Big rewards for helping others
My column is called Ruminations. Being that this is farm country, many people may think of ruminate in relationship to cows, where they chew their cud, or chew again what has already been chewed. But it also means to contemplate, to meditate, to muse upon.
That’s what I do; I think about things, roll them over in my mind, and meditate on the various meanings. My ruminations a few weeks ago ran to the oft heard phrase, “if there’s anything I can do for you”
As it happens, I recently had surgery on both my hands, a week apart. Several friends and relatives earnestly told me if there was ANYthing they could do, please let them know. So I decided to try a little experiment. I’m not one to ask people to do things for me. I consider myself pretty self-sufficient. But I decided to ask for help where help was offered.
I asked two friends if they would provide a meal the day of or the day after my first surgery. I asked another friend if she would come take care of my household chores for a day.

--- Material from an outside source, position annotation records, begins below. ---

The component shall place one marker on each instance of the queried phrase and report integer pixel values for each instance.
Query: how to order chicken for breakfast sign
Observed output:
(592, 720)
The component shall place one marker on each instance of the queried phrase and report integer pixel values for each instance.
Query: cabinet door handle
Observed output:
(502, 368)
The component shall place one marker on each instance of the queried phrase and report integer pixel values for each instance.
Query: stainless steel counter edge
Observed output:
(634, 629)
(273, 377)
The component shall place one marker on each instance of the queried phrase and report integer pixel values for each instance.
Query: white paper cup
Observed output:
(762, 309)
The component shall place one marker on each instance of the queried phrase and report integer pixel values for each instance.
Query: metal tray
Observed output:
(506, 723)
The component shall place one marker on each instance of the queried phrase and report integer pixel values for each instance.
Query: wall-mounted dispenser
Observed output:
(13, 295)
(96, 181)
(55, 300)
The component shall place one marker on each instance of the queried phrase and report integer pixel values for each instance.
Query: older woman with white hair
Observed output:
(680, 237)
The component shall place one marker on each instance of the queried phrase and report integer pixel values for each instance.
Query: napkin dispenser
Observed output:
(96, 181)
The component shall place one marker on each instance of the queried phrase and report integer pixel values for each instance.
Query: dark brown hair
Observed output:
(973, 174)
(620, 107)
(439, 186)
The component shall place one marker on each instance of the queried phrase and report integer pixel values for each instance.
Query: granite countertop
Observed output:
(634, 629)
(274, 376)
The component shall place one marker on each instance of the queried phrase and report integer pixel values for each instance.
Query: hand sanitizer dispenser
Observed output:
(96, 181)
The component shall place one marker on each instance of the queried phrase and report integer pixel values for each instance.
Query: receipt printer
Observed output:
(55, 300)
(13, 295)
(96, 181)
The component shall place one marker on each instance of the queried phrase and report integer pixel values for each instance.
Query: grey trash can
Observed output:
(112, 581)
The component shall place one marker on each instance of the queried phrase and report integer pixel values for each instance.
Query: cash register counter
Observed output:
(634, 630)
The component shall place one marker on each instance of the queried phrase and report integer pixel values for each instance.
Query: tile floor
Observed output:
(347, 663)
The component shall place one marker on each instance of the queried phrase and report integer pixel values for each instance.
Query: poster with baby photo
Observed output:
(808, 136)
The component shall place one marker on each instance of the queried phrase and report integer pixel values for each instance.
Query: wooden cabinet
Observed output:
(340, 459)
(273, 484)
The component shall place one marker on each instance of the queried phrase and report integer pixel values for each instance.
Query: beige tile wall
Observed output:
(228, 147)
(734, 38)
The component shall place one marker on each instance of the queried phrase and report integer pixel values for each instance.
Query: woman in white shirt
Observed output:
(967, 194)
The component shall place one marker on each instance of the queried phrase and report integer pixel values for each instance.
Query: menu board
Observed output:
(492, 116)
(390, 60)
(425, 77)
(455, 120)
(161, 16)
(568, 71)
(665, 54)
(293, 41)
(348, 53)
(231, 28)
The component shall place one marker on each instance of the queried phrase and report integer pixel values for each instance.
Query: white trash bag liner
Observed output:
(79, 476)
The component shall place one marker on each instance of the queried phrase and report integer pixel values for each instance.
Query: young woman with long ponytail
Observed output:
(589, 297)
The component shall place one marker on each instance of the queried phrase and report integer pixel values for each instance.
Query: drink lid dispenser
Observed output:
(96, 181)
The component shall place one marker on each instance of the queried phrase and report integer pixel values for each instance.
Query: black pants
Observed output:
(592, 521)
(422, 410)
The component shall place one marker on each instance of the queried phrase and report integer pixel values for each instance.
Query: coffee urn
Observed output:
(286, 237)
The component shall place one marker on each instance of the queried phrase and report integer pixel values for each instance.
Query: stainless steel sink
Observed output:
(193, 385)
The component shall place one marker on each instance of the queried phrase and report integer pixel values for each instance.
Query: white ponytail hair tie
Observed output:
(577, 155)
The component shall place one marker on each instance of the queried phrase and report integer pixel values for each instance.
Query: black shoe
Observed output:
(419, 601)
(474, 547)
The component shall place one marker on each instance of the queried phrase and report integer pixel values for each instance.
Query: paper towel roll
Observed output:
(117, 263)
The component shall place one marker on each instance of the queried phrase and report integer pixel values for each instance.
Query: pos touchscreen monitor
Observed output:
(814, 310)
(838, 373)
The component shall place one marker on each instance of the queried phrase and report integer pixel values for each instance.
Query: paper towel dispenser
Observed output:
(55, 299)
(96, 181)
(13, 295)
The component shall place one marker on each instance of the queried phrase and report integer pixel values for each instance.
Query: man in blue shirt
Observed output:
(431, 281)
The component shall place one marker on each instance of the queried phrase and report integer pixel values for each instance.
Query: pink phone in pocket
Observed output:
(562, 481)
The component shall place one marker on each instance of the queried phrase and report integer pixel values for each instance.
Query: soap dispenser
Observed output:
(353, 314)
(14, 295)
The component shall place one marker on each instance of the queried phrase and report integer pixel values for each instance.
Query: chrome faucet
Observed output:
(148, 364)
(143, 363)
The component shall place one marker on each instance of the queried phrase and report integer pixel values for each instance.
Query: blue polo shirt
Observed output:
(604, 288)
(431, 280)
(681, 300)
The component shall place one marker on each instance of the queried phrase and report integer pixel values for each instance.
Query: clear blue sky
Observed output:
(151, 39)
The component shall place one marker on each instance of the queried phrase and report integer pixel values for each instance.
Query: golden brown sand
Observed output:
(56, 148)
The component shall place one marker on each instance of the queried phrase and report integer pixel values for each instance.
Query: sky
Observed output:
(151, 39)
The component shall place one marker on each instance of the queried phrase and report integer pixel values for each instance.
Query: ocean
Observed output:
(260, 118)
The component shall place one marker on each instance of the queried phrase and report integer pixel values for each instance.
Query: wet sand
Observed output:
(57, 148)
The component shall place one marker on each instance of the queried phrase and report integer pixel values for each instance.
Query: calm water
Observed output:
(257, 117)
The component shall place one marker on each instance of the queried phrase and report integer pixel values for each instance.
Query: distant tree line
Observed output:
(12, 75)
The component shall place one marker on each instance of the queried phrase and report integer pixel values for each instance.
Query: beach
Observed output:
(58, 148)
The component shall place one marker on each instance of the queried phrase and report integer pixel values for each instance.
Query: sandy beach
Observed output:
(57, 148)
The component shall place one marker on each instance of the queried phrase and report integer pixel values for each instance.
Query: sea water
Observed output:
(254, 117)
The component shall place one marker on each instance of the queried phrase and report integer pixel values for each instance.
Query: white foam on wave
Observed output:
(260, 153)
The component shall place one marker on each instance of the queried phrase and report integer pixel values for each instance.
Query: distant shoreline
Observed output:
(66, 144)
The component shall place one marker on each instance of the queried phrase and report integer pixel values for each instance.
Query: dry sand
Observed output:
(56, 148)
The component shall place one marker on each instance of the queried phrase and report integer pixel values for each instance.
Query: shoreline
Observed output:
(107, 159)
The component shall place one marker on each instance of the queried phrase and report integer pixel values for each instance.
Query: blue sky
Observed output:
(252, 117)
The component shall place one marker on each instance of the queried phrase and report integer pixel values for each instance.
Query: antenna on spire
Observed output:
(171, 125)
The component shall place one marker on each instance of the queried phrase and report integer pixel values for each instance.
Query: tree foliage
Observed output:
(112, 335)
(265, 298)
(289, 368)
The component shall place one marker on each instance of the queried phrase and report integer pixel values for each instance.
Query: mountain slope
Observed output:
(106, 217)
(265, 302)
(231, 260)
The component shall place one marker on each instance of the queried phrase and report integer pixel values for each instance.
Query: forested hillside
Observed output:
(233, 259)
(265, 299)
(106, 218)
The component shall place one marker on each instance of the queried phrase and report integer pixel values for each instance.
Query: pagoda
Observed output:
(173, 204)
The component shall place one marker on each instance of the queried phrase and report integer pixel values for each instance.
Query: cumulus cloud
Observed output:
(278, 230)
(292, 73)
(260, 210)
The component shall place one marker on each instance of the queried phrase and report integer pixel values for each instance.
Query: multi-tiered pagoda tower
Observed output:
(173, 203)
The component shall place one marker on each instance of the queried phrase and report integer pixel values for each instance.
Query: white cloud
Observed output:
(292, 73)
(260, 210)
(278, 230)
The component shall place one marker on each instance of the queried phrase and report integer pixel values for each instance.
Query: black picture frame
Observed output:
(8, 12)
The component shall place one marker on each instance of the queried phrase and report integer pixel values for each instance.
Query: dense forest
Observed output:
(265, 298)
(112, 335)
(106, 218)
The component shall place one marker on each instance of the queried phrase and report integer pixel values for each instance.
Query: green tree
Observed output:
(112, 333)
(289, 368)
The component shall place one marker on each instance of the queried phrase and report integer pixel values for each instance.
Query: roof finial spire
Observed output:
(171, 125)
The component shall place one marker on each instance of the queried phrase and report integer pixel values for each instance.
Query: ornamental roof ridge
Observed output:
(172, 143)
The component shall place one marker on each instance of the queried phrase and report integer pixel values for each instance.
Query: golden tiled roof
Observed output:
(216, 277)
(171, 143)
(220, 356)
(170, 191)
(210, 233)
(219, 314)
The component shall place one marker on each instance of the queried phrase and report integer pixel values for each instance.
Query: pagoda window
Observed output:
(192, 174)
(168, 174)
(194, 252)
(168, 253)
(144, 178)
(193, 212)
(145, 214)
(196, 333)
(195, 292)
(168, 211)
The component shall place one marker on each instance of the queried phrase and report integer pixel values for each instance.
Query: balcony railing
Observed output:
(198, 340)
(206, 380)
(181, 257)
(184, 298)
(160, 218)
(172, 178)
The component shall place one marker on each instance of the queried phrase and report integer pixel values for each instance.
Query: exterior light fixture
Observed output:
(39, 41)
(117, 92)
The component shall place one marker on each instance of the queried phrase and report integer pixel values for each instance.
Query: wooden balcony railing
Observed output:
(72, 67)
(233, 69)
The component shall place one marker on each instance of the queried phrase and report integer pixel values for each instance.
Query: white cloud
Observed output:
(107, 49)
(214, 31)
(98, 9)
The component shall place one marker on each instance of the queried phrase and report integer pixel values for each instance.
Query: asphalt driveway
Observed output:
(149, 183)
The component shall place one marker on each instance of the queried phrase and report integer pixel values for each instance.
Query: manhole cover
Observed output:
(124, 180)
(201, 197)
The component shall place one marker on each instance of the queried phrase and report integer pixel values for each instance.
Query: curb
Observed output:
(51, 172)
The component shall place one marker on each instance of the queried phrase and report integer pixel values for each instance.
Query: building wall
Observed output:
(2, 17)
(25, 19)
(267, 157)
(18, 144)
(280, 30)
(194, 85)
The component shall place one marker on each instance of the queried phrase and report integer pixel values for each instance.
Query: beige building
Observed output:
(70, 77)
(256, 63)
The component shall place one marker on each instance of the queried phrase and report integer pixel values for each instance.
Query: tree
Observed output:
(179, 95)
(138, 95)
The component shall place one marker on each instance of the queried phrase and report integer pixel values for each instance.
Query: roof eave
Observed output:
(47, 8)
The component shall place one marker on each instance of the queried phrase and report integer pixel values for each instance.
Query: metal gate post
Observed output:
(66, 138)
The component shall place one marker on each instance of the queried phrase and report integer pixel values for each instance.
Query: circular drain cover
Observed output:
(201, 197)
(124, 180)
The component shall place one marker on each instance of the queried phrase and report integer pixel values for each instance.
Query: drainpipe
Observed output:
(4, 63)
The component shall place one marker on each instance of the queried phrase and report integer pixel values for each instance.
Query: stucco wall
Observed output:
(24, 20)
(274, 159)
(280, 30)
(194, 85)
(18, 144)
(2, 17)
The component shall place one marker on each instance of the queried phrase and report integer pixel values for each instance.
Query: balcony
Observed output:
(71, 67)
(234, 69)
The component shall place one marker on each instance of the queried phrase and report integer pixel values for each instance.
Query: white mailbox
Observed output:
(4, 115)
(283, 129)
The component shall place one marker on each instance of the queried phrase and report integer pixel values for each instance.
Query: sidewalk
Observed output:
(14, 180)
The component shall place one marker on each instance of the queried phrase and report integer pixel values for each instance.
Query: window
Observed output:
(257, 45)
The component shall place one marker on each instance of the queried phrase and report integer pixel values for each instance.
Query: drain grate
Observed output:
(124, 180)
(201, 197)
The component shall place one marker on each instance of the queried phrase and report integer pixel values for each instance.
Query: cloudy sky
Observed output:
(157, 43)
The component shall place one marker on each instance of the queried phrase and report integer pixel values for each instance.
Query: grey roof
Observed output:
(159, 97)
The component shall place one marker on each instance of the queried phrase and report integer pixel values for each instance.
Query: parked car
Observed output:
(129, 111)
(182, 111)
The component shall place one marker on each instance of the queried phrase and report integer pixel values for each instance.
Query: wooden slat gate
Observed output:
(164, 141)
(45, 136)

I asked some of my relatives to come and keep me company and help care for my father who now lives with us.
Without fail, everyone I asked for help came through for me. Not only did they do what I asked, but went above and beyond in what they did. I didn’t ask everyone who offered, and I don’t want them to think I don’t appreciate what they were willing to do. It was an experiment in my own faith in human kindness.
I have always assumed that when tragedy or hardship hit, the offers of help are made out of kindness and concern, but with no real intention behind them. I’ve done it myself; offered help to someone, never thinking they would actually take me up on it; although if they did, I would certainly follow through. This was a welcome revelation to me, that when people offer help, they really, truly mean it. Perhaps my friends and relatives didn’t think I’d actually ask them for help, but not a one balked at doing something to help me out.
I’ve also been thinking a lot about what I do for others. I believe most people are basically good and well intentioned. Underneath the gruff exterior of many people lies a loving soul and a lonely heart. Without being asked, I try to brighten the day of people I encounter.
I had the opportunity recently to visit a local nursing home four days in a row. On the first visit, I saw an elderly woman sitting in her wheelchair, muttering under her breath and cussing out everybody and everything. I walked up to her and asked if she’d like to go for a ride. She scowled at me and said, “They won’t let me out of this damned place.” I smiled at her and said I was actually thinking of a spin around the unit.
I took her wheelchair and walked her around the floor, chattering about the paintings on the wall, the food in the cafeteria, and anything else I could think of that might interest her. She never said a word. Then I returned her to her previous spot, I asked her for a smile. I got a scowl for a response.
I asked her again, thinking perhaps she hadn’t heard me. Again a scowl. So I knelt down in front of her and said, “Are you going to give me a smile or not?” She looked me right in the eye and grinned from ear to ear.
By the fourth day, she was greeting me as an old friend, asking about my day. I don’t know if she has relatives or friends who visit her, but all she needed was someone to show a little interest in her to get her out of her bad mood. There were several residents in the nursing home that I took the time to talk with and spend a few minutes of my time. I went away with mixed feelings. On one hand, I had spent a little time talking with some beautiful elder folk; on the other, I was leaving them, most likely to never see them again. Had I built up hopes and then dashed them? Would they even remember me after a few days? I certainly will remember them.
Doing for others, making people smile, engaging them in conversation, makes me happy. I sometimes wonder if I’m doing these things because I’m self-serving and just want to feel good. But then, does it matter? We all win when we share ourselves.